Il mondo “deve dimostrare” che Vladimir Putin non può restare impunito. Le parole di Boris Johnson, pronunciate nelle prime ore di oggi in una drammatica conversazione con il presidente ucraino Volodymir Zelensky, asserragliato in una Kiev sotto attacco da parte delle forze russe, riecheggiano stamattina a Londra; ma sono in effetti per il momento più un auspicio che altro, al di là della bandiera ucraina issata a Downing Street accanto all’Union Jack come gesto di solidarietà.

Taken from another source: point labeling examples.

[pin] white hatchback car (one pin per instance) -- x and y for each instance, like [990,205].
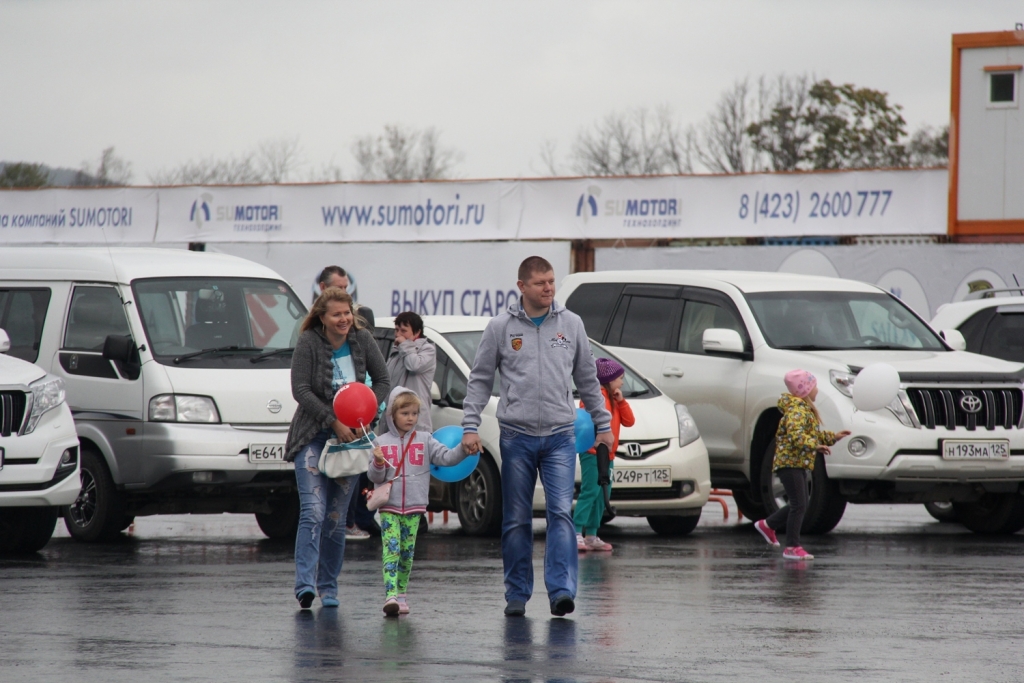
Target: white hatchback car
[39,463]
[662,470]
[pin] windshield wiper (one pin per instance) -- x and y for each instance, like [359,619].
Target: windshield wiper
[266,354]
[809,347]
[218,349]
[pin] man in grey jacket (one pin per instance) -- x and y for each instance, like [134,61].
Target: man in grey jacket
[412,363]
[540,348]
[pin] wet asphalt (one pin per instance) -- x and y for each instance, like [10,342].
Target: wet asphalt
[892,596]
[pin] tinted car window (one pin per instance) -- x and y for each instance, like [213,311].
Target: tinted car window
[95,313]
[1005,337]
[648,323]
[594,303]
[22,315]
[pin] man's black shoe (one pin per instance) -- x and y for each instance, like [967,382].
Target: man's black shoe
[516,608]
[562,605]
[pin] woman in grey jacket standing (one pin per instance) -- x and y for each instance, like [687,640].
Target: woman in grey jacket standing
[333,349]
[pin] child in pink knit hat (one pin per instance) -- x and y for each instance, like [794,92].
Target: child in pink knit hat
[799,440]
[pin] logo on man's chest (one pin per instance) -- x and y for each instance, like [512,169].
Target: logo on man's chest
[559,341]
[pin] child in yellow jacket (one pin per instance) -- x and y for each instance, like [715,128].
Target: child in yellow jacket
[798,441]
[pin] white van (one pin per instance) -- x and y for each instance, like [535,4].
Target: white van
[38,444]
[720,342]
[176,367]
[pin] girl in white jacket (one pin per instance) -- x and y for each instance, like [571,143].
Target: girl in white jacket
[403,457]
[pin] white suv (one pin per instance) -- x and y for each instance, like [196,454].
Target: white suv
[721,342]
[39,470]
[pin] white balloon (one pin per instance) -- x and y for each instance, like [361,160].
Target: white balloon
[876,386]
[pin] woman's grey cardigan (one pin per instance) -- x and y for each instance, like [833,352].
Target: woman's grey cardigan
[312,372]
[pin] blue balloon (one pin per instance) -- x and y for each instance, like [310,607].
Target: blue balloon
[451,436]
[586,433]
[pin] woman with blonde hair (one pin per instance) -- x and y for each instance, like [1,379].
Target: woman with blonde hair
[333,349]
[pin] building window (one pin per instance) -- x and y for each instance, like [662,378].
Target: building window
[1003,87]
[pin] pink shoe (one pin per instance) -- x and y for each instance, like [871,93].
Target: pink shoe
[767,531]
[797,553]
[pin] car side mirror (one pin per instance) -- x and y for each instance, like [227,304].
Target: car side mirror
[719,341]
[121,349]
[955,339]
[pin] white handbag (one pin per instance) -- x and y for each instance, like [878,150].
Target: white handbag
[345,460]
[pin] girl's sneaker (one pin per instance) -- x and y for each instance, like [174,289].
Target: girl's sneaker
[767,531]
[797,553]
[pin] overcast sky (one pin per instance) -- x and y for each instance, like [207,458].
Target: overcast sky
[165,82]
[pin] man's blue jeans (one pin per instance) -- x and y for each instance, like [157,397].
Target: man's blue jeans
[522,457]
[320,543]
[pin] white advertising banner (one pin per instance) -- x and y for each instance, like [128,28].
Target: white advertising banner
[339,212]
[123,215]
[843,203]
[441,279]
[737,206]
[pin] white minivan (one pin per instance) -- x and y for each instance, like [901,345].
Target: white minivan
[176,367]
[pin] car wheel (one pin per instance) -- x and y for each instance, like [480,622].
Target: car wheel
[38,527]
[993,513]
[825,505]
[282,523]
[479,500]
[97,514]
[673,524]
[943,512]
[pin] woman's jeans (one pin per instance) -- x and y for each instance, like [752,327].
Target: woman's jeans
[522,457]
[795,481]
[320,544]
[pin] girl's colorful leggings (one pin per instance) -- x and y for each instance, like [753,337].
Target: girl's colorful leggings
[398,541]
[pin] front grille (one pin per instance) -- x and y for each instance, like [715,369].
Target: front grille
[948,408]
[11,412]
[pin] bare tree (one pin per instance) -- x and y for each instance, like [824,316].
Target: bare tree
[633,142]
[112,170]
[271,161]
[721,142]
[404,154]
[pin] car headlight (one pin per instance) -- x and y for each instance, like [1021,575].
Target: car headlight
[687,427]
[47,393]
[843,381]
[181,408]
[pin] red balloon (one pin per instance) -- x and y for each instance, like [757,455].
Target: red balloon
[355,406]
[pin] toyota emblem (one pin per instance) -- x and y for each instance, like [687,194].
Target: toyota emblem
[971,403]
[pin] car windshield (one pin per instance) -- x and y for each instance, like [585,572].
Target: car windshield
[829,321]
[232,319]
[634,386]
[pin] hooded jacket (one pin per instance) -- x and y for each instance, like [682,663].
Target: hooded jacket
[410,493]
[412,365]
[538,366]
[799,434]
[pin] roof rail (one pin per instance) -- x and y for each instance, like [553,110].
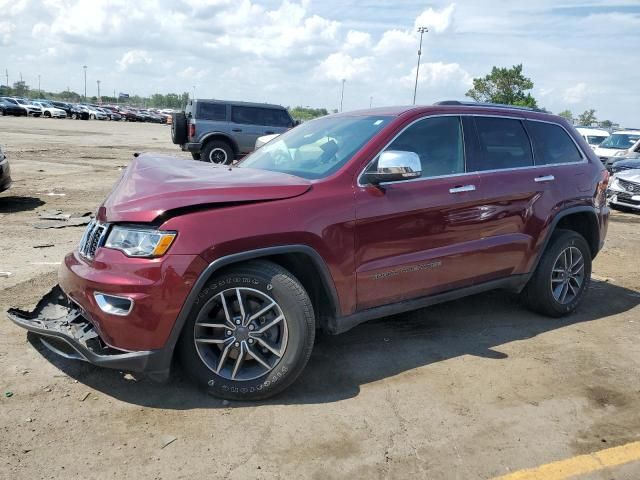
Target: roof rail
[488,105]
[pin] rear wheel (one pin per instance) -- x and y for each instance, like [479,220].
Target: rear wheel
[217,152]
[562,276]
[250,333]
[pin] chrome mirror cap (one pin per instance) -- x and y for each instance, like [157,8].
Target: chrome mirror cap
[395,165]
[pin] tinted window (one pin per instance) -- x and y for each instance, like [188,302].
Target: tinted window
[438,143]
[212,111]
[503,144]
[552,144]
[276,118]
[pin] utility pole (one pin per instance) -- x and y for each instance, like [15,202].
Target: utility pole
[422,30]
[85,83]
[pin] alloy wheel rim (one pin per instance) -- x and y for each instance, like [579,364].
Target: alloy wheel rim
[567,275]
[218,155]
[241,334]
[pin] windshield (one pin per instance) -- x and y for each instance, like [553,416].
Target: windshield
[595,140]
[621,141]
[318,148]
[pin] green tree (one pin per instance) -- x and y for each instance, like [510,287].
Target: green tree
[587,117]
[504,85]
[566,114]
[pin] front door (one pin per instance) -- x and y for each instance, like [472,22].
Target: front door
[421,236]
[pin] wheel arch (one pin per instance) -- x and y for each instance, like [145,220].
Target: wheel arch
[210,137]
[303,261]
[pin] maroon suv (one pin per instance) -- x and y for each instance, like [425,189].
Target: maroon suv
[341,220]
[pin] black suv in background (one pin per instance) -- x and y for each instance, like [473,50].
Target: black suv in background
[219,131]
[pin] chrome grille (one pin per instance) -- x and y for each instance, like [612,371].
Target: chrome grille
[629,186]
[92,239]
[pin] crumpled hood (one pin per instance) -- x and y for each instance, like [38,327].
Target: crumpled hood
[154,184]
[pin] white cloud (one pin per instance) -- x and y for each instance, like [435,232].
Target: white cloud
[437,21]
[576,93]
[134,58]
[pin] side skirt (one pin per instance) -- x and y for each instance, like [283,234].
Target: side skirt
[335,326]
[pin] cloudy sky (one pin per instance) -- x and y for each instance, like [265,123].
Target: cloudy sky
[581,54]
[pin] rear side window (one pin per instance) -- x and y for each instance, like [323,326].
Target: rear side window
[438,142]
[212,111]
[274,117]
[503,144]
[552,144]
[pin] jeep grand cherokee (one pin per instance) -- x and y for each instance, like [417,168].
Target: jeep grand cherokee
[341,220]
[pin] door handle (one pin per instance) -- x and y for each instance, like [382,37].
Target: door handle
[546,178]
[463,188]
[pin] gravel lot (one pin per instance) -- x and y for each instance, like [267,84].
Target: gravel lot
[470,389]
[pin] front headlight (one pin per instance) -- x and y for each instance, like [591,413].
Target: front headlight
[139,242]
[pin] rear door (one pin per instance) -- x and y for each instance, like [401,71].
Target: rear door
[211,117]
[512,190]
[247,124]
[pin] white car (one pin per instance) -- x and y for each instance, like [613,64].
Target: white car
[593,136]
[618,144]
[624,190]
[95,114]
[30,108]
[49,111]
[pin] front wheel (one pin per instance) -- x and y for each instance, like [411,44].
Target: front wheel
[562,276]
[250,333]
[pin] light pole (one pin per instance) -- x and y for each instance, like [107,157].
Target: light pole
[422,30]
[85,83]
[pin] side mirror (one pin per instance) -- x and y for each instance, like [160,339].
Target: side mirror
[395,166]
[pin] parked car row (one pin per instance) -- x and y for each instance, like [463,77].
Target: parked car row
[18,106]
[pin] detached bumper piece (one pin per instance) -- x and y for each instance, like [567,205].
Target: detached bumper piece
[64,329]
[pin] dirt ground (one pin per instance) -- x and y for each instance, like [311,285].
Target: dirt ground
[466,390]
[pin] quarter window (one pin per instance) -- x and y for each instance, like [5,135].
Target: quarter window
[438,142]
[552,144]
[212,111]
[503,144]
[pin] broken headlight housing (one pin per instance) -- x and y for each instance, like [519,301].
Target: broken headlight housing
[139,241]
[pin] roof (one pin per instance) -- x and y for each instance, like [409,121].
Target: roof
[243,104]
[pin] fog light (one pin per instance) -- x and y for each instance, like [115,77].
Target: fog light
[114,305]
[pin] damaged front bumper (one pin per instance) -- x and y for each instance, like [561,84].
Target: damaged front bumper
[63,327]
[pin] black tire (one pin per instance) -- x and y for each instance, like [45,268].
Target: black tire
[538,294]
[179,128]
[279,286]
[217,152]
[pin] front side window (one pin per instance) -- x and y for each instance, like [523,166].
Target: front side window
[317,148]
[437,141]
[212,111]
[552,144]
[503,144]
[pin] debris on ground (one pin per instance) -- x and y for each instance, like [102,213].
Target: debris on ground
[167,440]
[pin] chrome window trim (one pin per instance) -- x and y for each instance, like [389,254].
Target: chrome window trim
[584,159]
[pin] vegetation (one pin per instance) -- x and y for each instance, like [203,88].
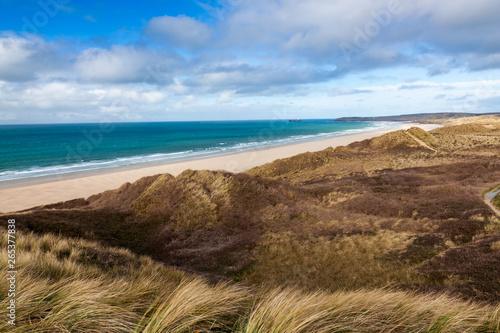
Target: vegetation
[78,286]
[387,234]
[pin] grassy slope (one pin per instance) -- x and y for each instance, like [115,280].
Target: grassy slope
[70,285]
[382,212]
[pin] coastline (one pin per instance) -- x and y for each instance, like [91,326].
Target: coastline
[22,196]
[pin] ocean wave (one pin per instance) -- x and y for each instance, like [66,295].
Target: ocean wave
[222,148]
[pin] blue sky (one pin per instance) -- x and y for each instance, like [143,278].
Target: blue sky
[160,60]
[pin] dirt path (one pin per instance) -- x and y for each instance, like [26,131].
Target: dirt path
[487,200]
[423,144]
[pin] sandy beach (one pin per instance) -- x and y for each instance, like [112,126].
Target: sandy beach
[26,196]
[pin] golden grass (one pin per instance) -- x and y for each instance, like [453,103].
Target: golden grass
[63,287]
[341,263]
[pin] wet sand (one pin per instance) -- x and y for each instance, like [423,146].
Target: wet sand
[65,187]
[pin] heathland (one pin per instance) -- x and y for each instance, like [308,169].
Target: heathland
[388,234]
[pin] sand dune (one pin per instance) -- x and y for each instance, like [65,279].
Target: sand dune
[25,196]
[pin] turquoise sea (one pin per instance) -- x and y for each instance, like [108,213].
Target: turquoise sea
[33,151]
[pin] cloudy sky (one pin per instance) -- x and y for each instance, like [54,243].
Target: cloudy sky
[160,60]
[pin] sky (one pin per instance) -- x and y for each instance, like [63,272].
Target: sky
[75,61]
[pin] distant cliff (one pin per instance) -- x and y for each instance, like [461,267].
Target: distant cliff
[417,117]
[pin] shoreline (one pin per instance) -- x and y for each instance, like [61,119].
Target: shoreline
[21,196]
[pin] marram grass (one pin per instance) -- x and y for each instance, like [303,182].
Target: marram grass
[67,285]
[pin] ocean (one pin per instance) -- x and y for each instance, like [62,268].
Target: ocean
[33,151]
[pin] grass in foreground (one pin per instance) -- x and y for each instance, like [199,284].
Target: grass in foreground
[67,285]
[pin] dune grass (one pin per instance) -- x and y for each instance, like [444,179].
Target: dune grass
[67,285]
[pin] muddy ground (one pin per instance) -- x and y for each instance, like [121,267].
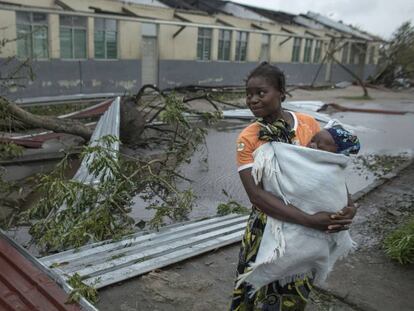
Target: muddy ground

La capitale britannica alza comunque la soglia dello sdegno e dello shock per le immagini da guerra guerreggiata che rimbalzano dal fronte dell’Est europeo. Le sanzioni portate ieri a livelli senza precedenti dal governo Tory contro Mosca (con 100 nuovi individui ed entità prese di mira, le banche russe bandite dal Regno Unito, i conti bancari di cittadini e oligarchi russi sull’isola limitati a un tetto di 60.000 sterline) incassano anche il sostegno del leader dell’opposizione laburista Keir Starmer. Mentre Londra spinge in seno al G7 per l’espulsione di Mosca dal circuito dei pagamenti bancari internazionali Swift e la British Airways sospende tutti i sorvoli negli sterminati cieli russi sullo sfondo del bando incrociato imposto dai due Paesi alle rispettive compagnie aeree.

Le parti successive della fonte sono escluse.